Thanks, I learn a lot. This is nearly planned economy! I thought that happened only in China due to the planned economy in the past. In difficult times, this type works well, but it can't last long.
In the end, the spirit of a passionate startup entrepreneur who must fight and cope many obstacle that can be found in many bad government regulation and restriction that make it matter. I prefer less regulation for small medium enterprises to make market capitalism works better. We have to give incentive for the startup businesses who has lack of capital, experience, and political power but in other hand many of them have huge spirit and ideas (since they come from younger generation) that is needed to make our economy competitive and resilient. .
In the old time, USA people can start their own business from home (Microsoft, Google, Nike, etc) , but not any more now (@LeveragedBuyout is it really what happen in USA ?)
Essentially correct, Indos. While the so-called startup community in Silicon Valley appears to maintain the illusion that small businesses can still thrive and grow easily in the US, the truth is that technology (and even more specifically, software) has unique characteristics, and the venture capital community offers a safety net to unworthy ideas there that is unavailable to any other industry.
The truth of the matter reveals itself with a business like Home Depot. For those who are not familiar, Home Depot is a hugely popular "big box" retailer of home improvement and construction products (I believe a competitor, Kingfisher's B&Q, operates in China). The founders of Home Depot have repeatedly stated that due to the crushing weight of regulation and taxes that exist today, they never would have been able to succeed and build a multi-billion dollar company if they had tried to do so today.

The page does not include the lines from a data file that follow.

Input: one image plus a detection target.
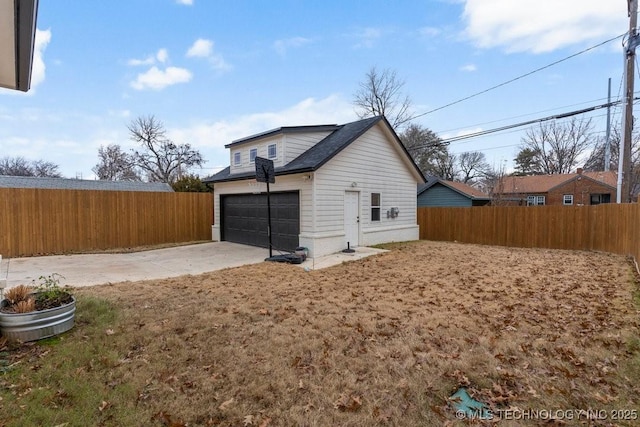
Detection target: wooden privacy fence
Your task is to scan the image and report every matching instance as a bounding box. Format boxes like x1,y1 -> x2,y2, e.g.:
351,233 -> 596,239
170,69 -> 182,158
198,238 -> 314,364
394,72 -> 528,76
0,188 -> 213,257
418,204 -> 640,262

Politicians, and the citizens who elect them, see business as a monolithic bloc, and forget that only the largest businesses are able to hire the armies of lawyers and accountants necessary to survive government regulation, and only the largest businesses have sufficient revenue to bear the costs of this compliance. Obamacare may be the final nail in the coffin that crushes SMEs in the US, and it shows in the lackluster job growth we've seen since Obama entered office.
As you say, we need to provide incentives the founding of new businesses and enable them to succeed. They already have a disadvantage with higher capital costs (due to a short track record, low revenues and earnings), why compound the issue with this crushing government regulation?
Maybe we can't see the rise of such kind like Facebook, Twitter, Google and such anymore, isn't true?
Facebook, Twitter, and Google are still possible, because while they look like separate innovations, in truth, it's all the same company. 90%+ of their revenue comes from advertising. The entire search and social industries in Silicon Valley are based on advertising revenue, and that's what the VCs fund. Software is also an exception due to its unique characteristics, but other than that, founding and growing an SME is extremely difficult these days.
Good luck trying to start a new manufacturing company or retailer, though. In other words, good luck trying to produce something tangible in America. Remember that Tesla was built by someone who already had made his billions through Paypal and had connections with all of the big VCs in Silicon Valley and the "green" community (but I repeat myself), and got hundreds of millions of dollars in government subsidies to grow his business. Most people don't get the benefit of that kind of crony capitalism.
It's more like almost impossible to penetrate the barrier has been made by the incumbent big player ( especially in manufacturing, automotive and retailer sector) , with their tendencies to make a merger and capitalizing their resources and make them much more proficient and effective money printer in the so called free market society.